Objectives: Fcγ-receptors (FcγRs) are potent immune-modulators. FcγRs-genes encompass a complex region, polymorphic by both single nucleotide polymorphisms (SNPs) and copy number variation (CNV). The heterogeneity of rheumatoid arthritis (RA) combined with the genetic-complexity of FcγRs-genes may be the cause of inconsistent findings in previous RA-studies on FcγR-SNPs. Since there is increasing evidence that anti-citrullinated peptide antibodies (ACPA)-positive RA and ACPA-negative RA have different genetic background, we investigated whether FcγRIIIA158V/F-SNP differently associates with ACPA-positive and ACPA-negative RA. Moreover, this study is the first to assess whether FcγRIIIA-gene CNV affects the association of the FcγRIIIA158V/F-SNP with RA and if FcγRIIIA-gene CNV confers risk to RA.
Methods: This study comprises 945 RA patients and 388 healthy controls, all Dutch-Caucasians. FcγRIIIA158V/F-SNP was genotyped using Sequenom. CNV of FcγRIIIA-gene was determined in 456 RA patients and 285 controls using Multiplex Ligation-dependent Probe Amplification (MLPA). Associations between genotypes and RA were analysed stratifying for the presence/absence of ACPA and CNV.

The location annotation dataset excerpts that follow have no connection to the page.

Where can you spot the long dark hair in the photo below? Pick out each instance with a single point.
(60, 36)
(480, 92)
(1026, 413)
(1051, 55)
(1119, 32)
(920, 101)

Results: In all RA patients the FcγRIIIA158V/F-SNP was not associated with RA. In ACPA+RA (N=358), the VV-genotype was more prevalent in cases than controls (18.4% versus 13.2%, OR=1.5, P=0.05). After stratification for CNV the VV-genotype was associated with RA in general (N=426) (OR=1.6, 95%CI 0.97-2.6, P=0.05) and with ACPA+RA (N=135) (OR=2.1, 95%CI 1.2-3.8, P=0.009) but not with ACPA-RA. The distribution of CNV was not significantly different between RA-patients and controls.
Conclusion: The FcγRIIIA-158 VV-genotype confers risk to ACPA+RA; this association increased slightly after correction for CNV of the FcγRIIIA-gene. CNV itself was not associated with RA-susceptibility.